New Māori immersion secondary school flourishing with dreams for the future

Te Wharekura o Manawatū student Pikiora Scanlon-Tunua, right, in class with teacher Hana Netana. The secondary school started this year with five year nine students. Photo/ David Unwin / Stuff

A new Māori immersion secondary school is flourishing, with dreams of growth for the future.

Te Wharekura o Manawatū opened this year as an expansion of the existing Māori immersion primary school Te Kura Kaupapa Māori o Manawatū in Kelvin Grove in Palmerston North.

Te Kura Kaupapa Maori o Manawatū opened in 1990 and was the first Māori immersion school in the country outside Auckland.

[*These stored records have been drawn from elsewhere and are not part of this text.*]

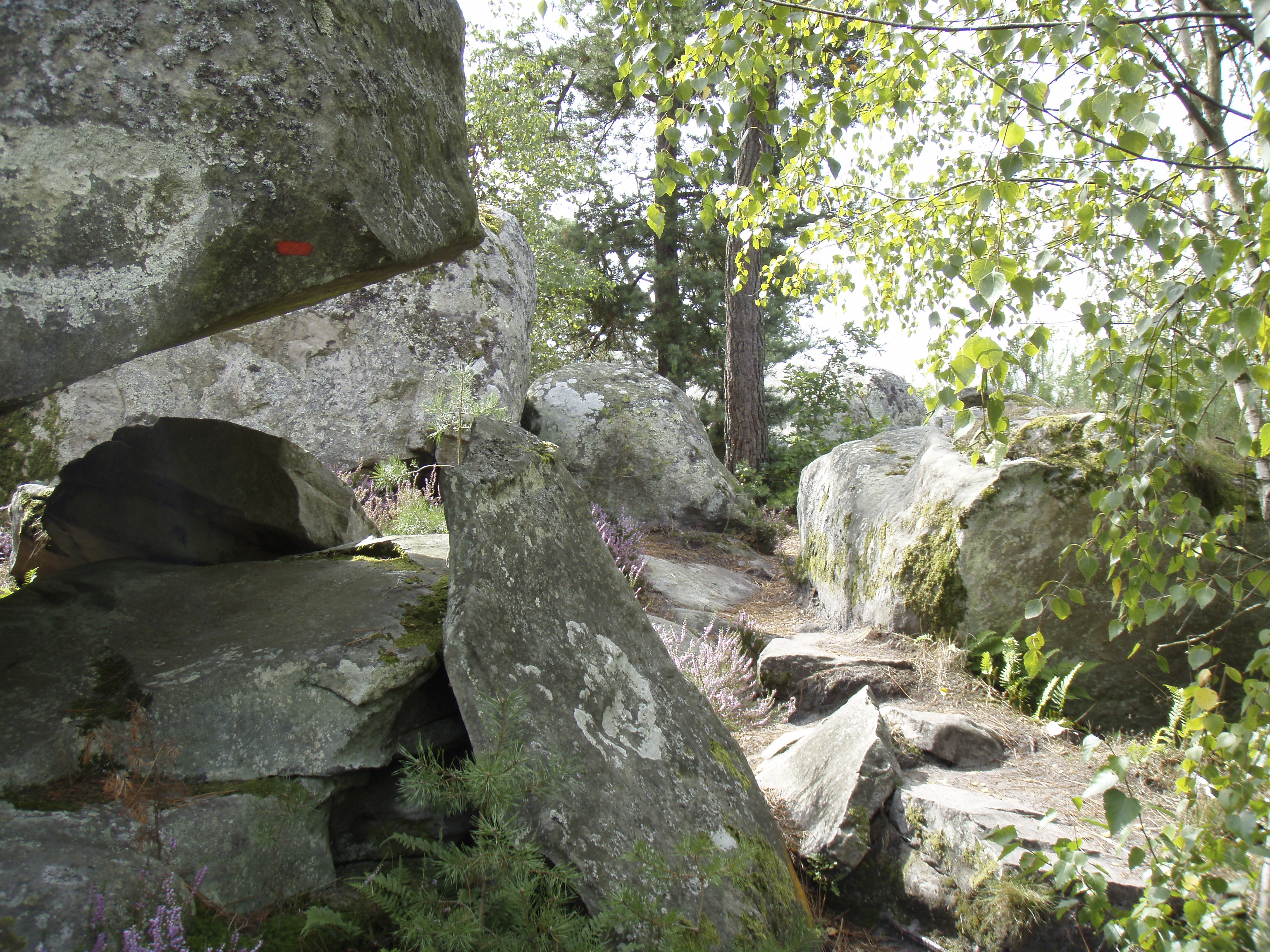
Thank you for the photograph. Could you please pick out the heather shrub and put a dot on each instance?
(392, 500)
(160, 921)
(723, 672)
(625, 541)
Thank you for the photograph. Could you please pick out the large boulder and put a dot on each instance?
(835, 778)
(176, 169)
(539, 607)
(200, 493)
(300, 667)
(634, 442)
(347, 378)
(902, 531)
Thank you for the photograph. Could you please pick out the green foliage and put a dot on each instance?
(389, 474)
(1024, 673)
(496, 892)
(451, 409)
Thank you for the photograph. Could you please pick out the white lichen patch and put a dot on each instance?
(619, 696)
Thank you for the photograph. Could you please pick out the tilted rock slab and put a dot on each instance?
(702, 587)
(835, 778)
(950, 737)
(200, 493)
(155, 155)
(347, 378)
(537, 606)
(903, 532)
(634, 442)
(301, 667)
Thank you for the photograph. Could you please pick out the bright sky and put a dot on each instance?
(900, 352)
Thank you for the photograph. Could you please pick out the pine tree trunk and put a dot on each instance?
(667, 312)
(745, 413)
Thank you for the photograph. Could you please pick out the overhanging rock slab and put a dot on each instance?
(537, 606)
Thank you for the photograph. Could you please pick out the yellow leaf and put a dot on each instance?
(1206, 699)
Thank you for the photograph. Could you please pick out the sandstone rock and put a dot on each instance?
(347, 378)
(953, 738)
(901, 531)
(198, 492)
(157, 154)
(258, 848)
(886, 397)
(537, 606)
(31, 550)
(634, 442)
(835, 778)
(953, 826)
(703, 588)
(784, 663)
(828, 690)
(304, 667)
(51, 862)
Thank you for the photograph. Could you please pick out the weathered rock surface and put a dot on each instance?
(257, 847)
(884, 397)
(828, 690)
(347, 378)
(303, 667)
(784, 663)
(537, 606)
(835, 778)
(155, 155)
(901, 531)
(51, 862)
(201, 493)
(953, 738)
(634, 442)
(953, 826)
(30, 540)
(703, 587)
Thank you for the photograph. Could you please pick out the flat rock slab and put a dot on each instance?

The school’s tiamana (chairperson) Chris Whaiapu said it had been a long-held aspiration to make the leap to a secondary school and it finally came to fruition at the start of this year with five year 9 students in the first intake. A storage shed was refurbished into the high school’s classroom.

The school’s entire roll is about 105.

Those five students will progress through the year groups, with new students coming in underneath them. They are well supported by whānau and there has been a lot of interest in parents whose children had been to Te Kura Kaupapa Māori o Manawatū and gone to other high schools.

Tumuaki (principal) Roberta Kaiwai-Paterangi said the projections were for eight students coming in at year 9 next year and another six the following year.

They wanted to maintain the quality and richness as they grew, she said.

Whaiapu said they aimed to have about 50 students in five years’ time when every year level was covered.

When it started the school had a growth plan for more buildings and infrastructure.

It has only done a fraction of that now, so there were ambitions for future developments and they would like to have a kōhanga reo early childhood centre and a gym-hall facility one day.

The school operates under Te Aho Matua, the approach to teaching in all kura, which Kaiwai-Paterangi said encompassed the world the tamariki (children) lived in and the opportunities they were provided.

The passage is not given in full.